Une nuit de terreur absolue pour la victime
Le scénario semble sorti d’un film d’horreur, mais c’est bien la réalité qu’a affrontée cette habitante de Romainville dans la nuit du 6 au 7 avril 2026. Vers 2h20 du matin, alors qu’elle dormait paisiblement, la septuagénaire a été réveillée en sursaut par un homme encagoulé présent dans son propre lit.
D’après les informations rapportées par Actu17 et confirmées par Le Figaro, l’agresseur ne s’est pas contenté de menacer sa victime. Muni d’une matraque télescopique, il l’a frappée et violée à l’aide de cette arme pendant près de soixante minutes. La violence des sévices a laissé la retraitée dans un état grave, nécessitant son hospitalisation immédiate après l’alerte donnée vers 3h20.

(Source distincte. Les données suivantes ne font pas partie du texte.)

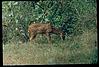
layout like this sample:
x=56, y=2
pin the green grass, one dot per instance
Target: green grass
x=79, y=49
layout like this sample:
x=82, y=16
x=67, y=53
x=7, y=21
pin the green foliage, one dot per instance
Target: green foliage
x=76, y=14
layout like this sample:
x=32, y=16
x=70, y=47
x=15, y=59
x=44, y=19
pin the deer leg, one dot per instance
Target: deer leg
x=48, y=37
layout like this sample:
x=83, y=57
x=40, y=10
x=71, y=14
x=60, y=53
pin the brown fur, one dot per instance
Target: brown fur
x=40, y=28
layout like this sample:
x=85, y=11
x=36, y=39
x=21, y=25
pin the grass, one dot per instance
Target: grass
x=79, y=49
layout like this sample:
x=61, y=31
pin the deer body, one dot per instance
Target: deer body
x=40, y=28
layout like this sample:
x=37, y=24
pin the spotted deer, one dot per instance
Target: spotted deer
x=43, y=28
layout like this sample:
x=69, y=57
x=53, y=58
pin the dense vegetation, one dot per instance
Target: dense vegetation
x=78, y=19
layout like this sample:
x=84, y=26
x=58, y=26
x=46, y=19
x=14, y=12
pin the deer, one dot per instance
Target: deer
x=43, y=28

« C’est un véritable calvaire qu’a vécu cette femme. L’agresseur s’est acharné sur elle avec une cruauté rare avant de prendre la fuite », rapporte une source proche du dossier.

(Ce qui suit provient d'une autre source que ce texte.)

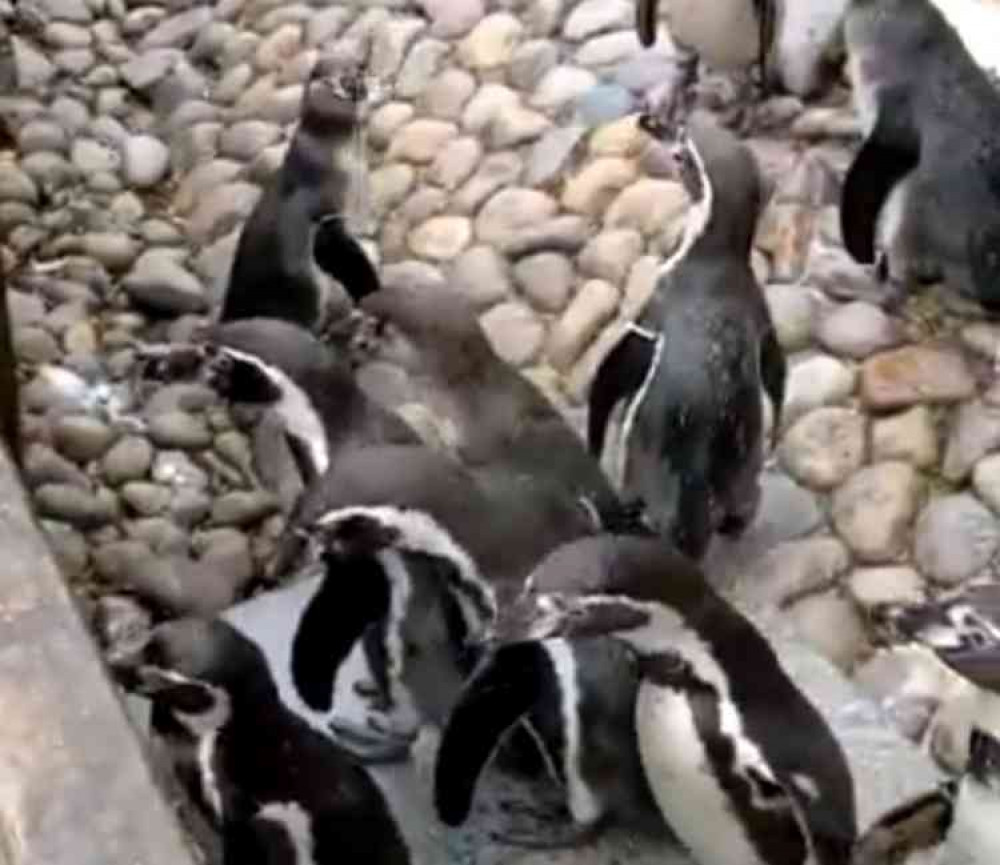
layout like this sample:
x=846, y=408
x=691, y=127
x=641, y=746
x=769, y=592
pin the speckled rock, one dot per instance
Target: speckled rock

Le suspect interpellé au pied de l’immeuble
Grâce à la réactivité des forces de l’ordre et au signalement précis de la victime, les policiers n’ont pas tardé à mettre la main sur un suspect. L’homme a été retrouvé seulement une heure après les faits, caché dans un véhicule stationné juste en bas de l’immeuble de la victime.
- Profil du suspect : Mourad A., 25 ans.
- Statut social : Sans domicile fixe (SDF).
- Nationalité : Il se déclare ressortissant algérien.
- Situation administrative : Les enquêteurs vérifient actuellement s’il est sous le coup d’une mesure d’éloignement.
Un mystère de taille persiste pour les enquêteurs : comment l’individu a-t-il pu pénétrer dans l’appartement ? Selon les premières constatations, aucune trace d’effraction n’a été relevée sur la porte d’entrée. La victime a elle-même déclaré aux policiers qu’elle ignorait totalement comment son bourreau avait pu se retrouver dans sa chambre.
Un débat sur l’insécurité et le silence médiatique
Plusieurs collectifs et observateurs s’étonnent de la discrétion qui entoure ce drame malgré la barbarie des faits décrits. On se demande pourquoi une telle agression, mêlant viol avec arme et actes de barbarie sur une personne âgée, ne suscite pas une indignation nationale immédiate.
« Un viol reste un viol. L’âge de la victime ou le profil de l’agresseur ne devraient jamais hiérarchiser l’indignation collective », soulignent certains militants associatifs.
Mourad A. a été placé en garde à vue et une enquête a été ouverte par le parquet de Bobigny pour viol avec arme et actes de barbarie. Si ces chefs d’accusation sont retenus, il encourt la réclusion criminelle à perpétuité. Les autorités locales rappellent l’importance des dispositifs comme l’Opération Tranquillité Seniors face à la vulnérabilité croissante de nos aînés vivant seuls.